TPP+ uptake measurements.
A polyvinyl chloride membrane selectively permeable to tetraphenylphosphonium (TPP+) was constructed as described (5), and TPP+ uptake measurements were performed as reported by Rugolo and Zannoni (14). An internal cell volume of 102 μl per μmol of bacteriochlorophyll was assumed, according to Kell et al. (6).
RESULTS
MIC determination under different growth conditions.

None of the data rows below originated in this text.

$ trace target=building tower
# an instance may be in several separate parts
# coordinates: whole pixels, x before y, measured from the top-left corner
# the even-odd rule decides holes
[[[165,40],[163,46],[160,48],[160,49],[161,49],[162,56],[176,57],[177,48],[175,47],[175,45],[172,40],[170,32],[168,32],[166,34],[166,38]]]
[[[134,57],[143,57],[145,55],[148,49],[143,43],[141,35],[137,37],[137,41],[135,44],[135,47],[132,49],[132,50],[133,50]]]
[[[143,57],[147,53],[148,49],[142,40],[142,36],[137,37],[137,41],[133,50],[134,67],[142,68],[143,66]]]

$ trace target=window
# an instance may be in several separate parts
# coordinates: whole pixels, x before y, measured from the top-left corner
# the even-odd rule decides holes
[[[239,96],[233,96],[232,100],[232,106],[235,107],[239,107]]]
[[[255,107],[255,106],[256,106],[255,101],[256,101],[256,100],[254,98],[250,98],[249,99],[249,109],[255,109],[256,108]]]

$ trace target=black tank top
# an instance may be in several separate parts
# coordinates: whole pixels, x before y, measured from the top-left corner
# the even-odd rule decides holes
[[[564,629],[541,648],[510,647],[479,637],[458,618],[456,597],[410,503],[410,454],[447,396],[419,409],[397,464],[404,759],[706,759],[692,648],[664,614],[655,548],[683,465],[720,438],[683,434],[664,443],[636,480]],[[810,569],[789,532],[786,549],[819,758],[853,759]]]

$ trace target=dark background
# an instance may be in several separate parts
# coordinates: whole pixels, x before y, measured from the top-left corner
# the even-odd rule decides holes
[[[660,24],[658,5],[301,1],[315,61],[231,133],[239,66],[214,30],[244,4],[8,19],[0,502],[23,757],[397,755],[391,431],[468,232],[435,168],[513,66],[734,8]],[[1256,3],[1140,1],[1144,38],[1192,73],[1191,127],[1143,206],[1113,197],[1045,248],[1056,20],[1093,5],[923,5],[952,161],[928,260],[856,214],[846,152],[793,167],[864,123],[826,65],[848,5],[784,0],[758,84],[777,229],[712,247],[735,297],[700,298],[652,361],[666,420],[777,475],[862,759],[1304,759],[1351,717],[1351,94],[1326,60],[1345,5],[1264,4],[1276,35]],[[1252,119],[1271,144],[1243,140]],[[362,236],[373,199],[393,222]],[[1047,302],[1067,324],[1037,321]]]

Rhodobacter capsulatus, a member of the family Rhodobacteraceae, is metabolically highly versatile and, as a consequence, able to grow under a wide variety of conditions. The MICs of TeO32− were determined for cells growing by aerobic respiration, photosynthesis, and anaerobic respiration (with dimethyl sulfoxide as the exogenous oxidant) on different media. It is immediately apparent from Table 1 that aerobic conditions greatly influenced the response of the cells grown on minimal RCV medium to the presence of tellurite. Under these conditions R. capsulatus was highly resistant to tellurite under photosynthetic-anaerobic conditions (250 μg/ml) but very sensitive (2 μg/ml) in the presence of oxygen. Anaerobic nonphotosynthetic conditions gave a medium level of resistance (20 μg/ml).
TABLE 1.
MICs of K2TeO3 for R. capsulatus grown with different media and growth conditions
Mediuma | MIC (μg/ml)
|
||
---|---|---|---|
Aerobic | Photosynthetic | Anaerobic-dark | |
YPS | 400 | 500 | |
+ malate | 50 | 400 | |
RCV | 2 | 250 | |
+ 0.06% Y + 0.06% P | 10 | 300 | |
+ 0.3% Y + 0.3% P | 50 | 400 | |
+ 0.3% Y | 50 | 300 | |
+ 0.3% P | 50 | 300 | |
YPS + fructose + DMSO | 150 | ||
RCV + fructose + DMSO | 20 |
Y, yeast extract; P, peptone; DMSO, dimethyl sulfoxide.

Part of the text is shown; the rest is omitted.